DPR dan Pemerintah Sepakati 5 Poin Atasi Polemik PBI BPJS Kesehatan

DIKSI.CO – Dewan Perwakilan Rakyat (DPR) bersama pemerintah menyepakati lima poin strategis untuk mengatasi polemik penonaktifan peserta Penerima Bantuan Iuran (PBI) BPJS Kesehatan. Kesepakatan tersebut diambil dalam rapat konsultasi yang digelar pada Senin (9/2/2026).
Rapat konsultasi turut hadir sejumlah pejabat pemerintah, di antaranya Menteri Keuangan (Menkeu) Purbaya Yudhi Sadewa, Menteri Sosial (Mensos) Saifullah Yusuf, Menteri Kesehatan (Menkes) Budi Gunadi Sadikin, Menteri PPN/Kepala Bappenas Rachmat Pambudy, Kepala Badan Pusat Statistik, serta Direktur Utama BPJS Kesehatan Ali Ghufron Mukti.
Poin Pertama: Layanan Kesehatan Tetap Berjalan
Wakil Ketua DPR Sufmi Dasco Ahmad membacakan langsung kesimpulan rapat yang memuat lima poin kesepakatan antara DPR dan pemerintah. Pada poin pertama, DPR dan pemerintah memastikan layanan kesehatan bagi peserta PBI tetap berjalan.
“Pertama, DPR dan pemerintah sepakat dalam jangka waktu tiga bulan ke depan semua layanan kesehatan tetap dilayani dan PBI-nya dibayarkan pemerintah,” ujar Dasco.
Poin Kedua: Pemutakhiran Data Desil Penerima PBI
Pada poin kedua, DPR dan pemerintah sepakat melakukan pengecekan dan pemutakhiran data penerima PBI. Proses tersebut akan melibatkan Kementerian Sosial, pemerintah daerah, Badan Pusat Statistik (BPS), serta BPJS Kesehatan.
Pemutakhiran berjalan dengan menggunakan data pembanding terbaru agar bantuan iuran BPJS Kesehatan tepat sasaran.

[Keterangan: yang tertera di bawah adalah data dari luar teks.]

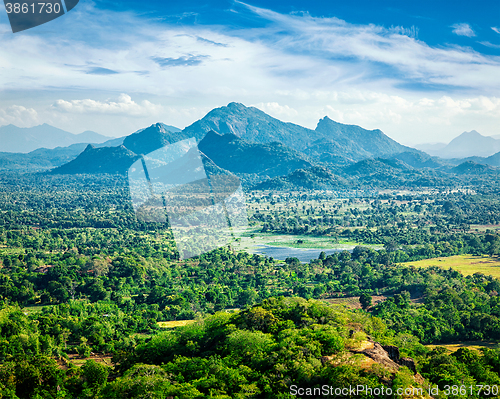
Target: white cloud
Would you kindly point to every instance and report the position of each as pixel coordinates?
(357, 74)
(19, 116)
(463, 30)
(123, 106)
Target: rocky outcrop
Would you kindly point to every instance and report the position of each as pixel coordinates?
(388, 356)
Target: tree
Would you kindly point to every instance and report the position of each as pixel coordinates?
(365, 300)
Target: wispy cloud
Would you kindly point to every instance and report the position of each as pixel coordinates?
(123, 105)
(19, 116)
(100, 71)
(294, 66)
(463, 30)
(186, 60)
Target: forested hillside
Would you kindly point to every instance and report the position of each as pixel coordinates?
(89, 295)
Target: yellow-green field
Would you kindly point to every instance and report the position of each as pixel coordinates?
(466, 264)
(174, 324)
(470, 345)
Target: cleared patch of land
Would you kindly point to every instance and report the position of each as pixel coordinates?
(353, 301)
(454, 346)
(252, 239)
(174, 324)
(465, 264)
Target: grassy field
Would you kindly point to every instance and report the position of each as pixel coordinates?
(252, 238)
(466, 264)
(174, 324)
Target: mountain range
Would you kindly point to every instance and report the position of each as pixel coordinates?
(468, 144)
(264, 152)
(24, 140)
(246, 141)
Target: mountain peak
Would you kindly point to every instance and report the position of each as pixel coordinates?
(153, 137)
(236, 105)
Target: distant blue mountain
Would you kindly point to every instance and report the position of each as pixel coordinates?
(24, 140)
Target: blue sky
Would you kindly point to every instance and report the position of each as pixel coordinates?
(421, 71)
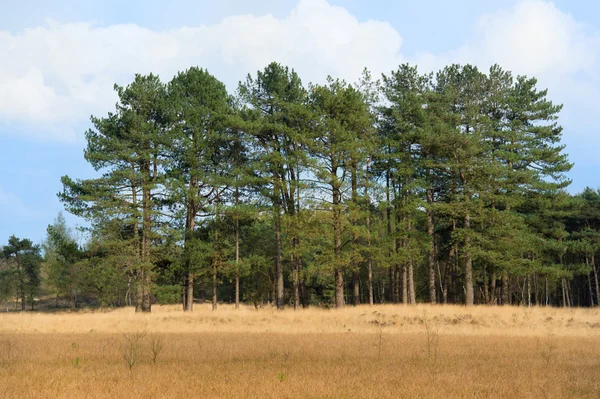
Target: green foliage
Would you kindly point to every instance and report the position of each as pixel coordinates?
(167, 294)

Poin Ketiga: Optimalisasi Anggaran APBN
Kesepakatan ketiga menekankan pentingnya pemanfaatan anggaran secara akurat. DPR dan pemerintah sepakat memaksimalkan anggaran yang telah alokasinya dalam APBN agar benar-benar menyasar masyarakat yang berhak menerima bantuan.
Harapannya langkah ini mampu meminimalkan kesalahan sasaran dalam pemberian bantuan iuran.
Poin Keempat: Sosialisasi dan Notifikasi Penonaktifan
Pada poin keempat, DPR dan pemerintah meminta BPJS Kesehatan lebih aktif melakukan sosialisasi kepada masyarakat. Selain itu, adanya permintaan ke BPJS Kesehatan juga memberikan notifikasi apabila terjadi penonaktifan kepesertaan, baik PBI maupun PBPU yang didanai pemerintah daerah.
“Empat, pemerintah dan DPR sepakat BPJS Kesehatan aktif melakukan sosialisasi dan memberikan notifikasi kepada masyarakat apabila terjadi penonaktifan kepesertaan PBI dan PBPU pemda,” ujar Dasco.
Poin Kelima: Menuju Satu Data Jaminan Kesehatan
Poin terakhir menegaskan komitmen DPR dan pemerintah untuk memperbaiki tata kelola jaminan kesehatan nasional. Perbaikan tersebut mengarah pada pembentukan ekosistem jaminan kesehatan yang terintegrasi dengan satu data tunggal.
Langkah ini menjadi penting untuk mencegah persoalan serupa terulang di masa mendatang.
“Apakah kesimpulan poin 1 sampai 5 itu dapat disetujui?” tanya Dasco, yang kemudian disetujui oleh anggota DPR dan perwakilan pemerintah yang hadir dalam rapat konsultasi tersebut.